Another success story has been inspired: agribusiness investment company Zeder, which many insiders expected to fade into oblivion. Zeder’s investment philosophy is unlocking value from companies with shares that trade at a sizeable discount to

intrinsic value.

Zeder, as Finweek suggested, initially offered its own scrip as settlement, with the tagline, “If we make money, you make money” to counter any notions of opportunism.

Capitec Bank is another story in a long line of PSG’s successes. The PSG Specialized Lending was established in 1998/1999 as a precursor to Capitec. Capitec Bank obtained a banking license in 2001/2002.

Gerrit Thomas (GT) Ferreira—chairman of RMB Holdings Limited, which is in competition with Capitec—lived on the same floor of the Simonsberg hostel, as Mouton, at Stellenbosch University in the Eastern Cape Province. Now they share offices in the same building.

“Jannie refers to me and us [at Rand Merchant Bank] as ‘friends and family’ of PSG.… I own quite a few shares in PSG which I have had for a long time because I have backed Mr. Mouton from the beginning,” says Ferreira.

Mouton’s opening up of banking to the poor, through Capitec, has won him many friends. The idea came through another book. He read the Nobel Prize winner Muhammad Yunus’s Banking to the Poor as well as a report by Huysamer Stals on microloans to the poor. Mouton says their arguments convinced him that the poverty in South Africa could only be relieved by making capital available to people without collateral.

Capitec, with its micro-financing soul, was honored 10 years later as one of 27 outstanding brand names of tomorrow, in 50 countries, by 3,000 analysts of the Swiss-based financial services group Credit Suisse.

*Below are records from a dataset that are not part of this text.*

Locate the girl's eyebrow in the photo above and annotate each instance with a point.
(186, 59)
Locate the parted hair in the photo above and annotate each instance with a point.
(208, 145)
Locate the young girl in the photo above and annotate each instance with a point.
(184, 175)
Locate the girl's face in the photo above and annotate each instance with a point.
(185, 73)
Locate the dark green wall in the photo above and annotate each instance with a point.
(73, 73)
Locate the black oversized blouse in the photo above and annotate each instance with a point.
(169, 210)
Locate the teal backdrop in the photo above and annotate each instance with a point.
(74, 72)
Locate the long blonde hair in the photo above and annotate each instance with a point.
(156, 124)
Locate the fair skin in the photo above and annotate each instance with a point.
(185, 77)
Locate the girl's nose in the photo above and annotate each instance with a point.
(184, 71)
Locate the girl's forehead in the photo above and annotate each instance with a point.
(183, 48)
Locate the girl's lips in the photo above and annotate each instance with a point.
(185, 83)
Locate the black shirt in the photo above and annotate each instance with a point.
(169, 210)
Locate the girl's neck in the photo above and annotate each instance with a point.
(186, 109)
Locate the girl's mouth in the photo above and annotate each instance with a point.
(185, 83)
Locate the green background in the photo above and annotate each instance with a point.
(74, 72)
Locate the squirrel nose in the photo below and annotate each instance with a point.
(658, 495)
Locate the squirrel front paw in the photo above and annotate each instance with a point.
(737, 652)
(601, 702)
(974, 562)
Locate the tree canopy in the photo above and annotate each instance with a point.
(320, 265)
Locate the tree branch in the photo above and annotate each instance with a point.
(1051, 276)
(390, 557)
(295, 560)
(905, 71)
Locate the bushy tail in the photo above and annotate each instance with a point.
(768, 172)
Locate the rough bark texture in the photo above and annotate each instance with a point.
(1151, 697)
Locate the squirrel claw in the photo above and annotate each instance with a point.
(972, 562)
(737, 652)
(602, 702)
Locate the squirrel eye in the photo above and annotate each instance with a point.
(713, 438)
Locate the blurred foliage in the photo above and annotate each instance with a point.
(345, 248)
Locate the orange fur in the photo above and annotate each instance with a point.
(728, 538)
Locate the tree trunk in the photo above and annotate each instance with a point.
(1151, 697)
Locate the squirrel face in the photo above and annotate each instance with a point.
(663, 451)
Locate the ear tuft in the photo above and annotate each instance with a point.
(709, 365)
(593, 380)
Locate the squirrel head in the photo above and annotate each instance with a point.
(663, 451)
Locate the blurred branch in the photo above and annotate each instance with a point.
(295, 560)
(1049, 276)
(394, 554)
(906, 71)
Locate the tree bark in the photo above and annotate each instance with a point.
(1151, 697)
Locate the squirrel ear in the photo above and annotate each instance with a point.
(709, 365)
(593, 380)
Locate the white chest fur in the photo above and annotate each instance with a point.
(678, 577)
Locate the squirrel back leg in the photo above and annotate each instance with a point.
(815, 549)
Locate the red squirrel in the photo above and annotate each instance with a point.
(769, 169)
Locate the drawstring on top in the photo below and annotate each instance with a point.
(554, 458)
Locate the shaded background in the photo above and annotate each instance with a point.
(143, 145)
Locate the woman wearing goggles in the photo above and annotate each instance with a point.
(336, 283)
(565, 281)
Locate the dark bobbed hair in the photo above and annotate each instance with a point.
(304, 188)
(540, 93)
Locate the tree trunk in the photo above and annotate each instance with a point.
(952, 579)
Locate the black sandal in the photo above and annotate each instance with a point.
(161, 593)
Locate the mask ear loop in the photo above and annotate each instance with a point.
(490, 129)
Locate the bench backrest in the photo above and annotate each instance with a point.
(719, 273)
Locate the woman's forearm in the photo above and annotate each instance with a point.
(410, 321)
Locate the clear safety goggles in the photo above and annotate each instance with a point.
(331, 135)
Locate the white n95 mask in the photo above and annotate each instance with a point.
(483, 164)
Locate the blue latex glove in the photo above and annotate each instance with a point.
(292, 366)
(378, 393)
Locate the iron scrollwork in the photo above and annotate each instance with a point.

Mouton’s ability as a strategic thinker is almost legendary. When some companies, with white-controlled board rooms, fulminated against the future of Black Economic Empowerment (BEE), he and the PSG Group sought new opportunities and investment through their partnership with Thembeka.

“Thembeka is a Black Economic Empowerment group that is an unqualified success. We, the PSG Group, have a 49 percent share in Thembeka and the black business people have a 51 percent share,” he says.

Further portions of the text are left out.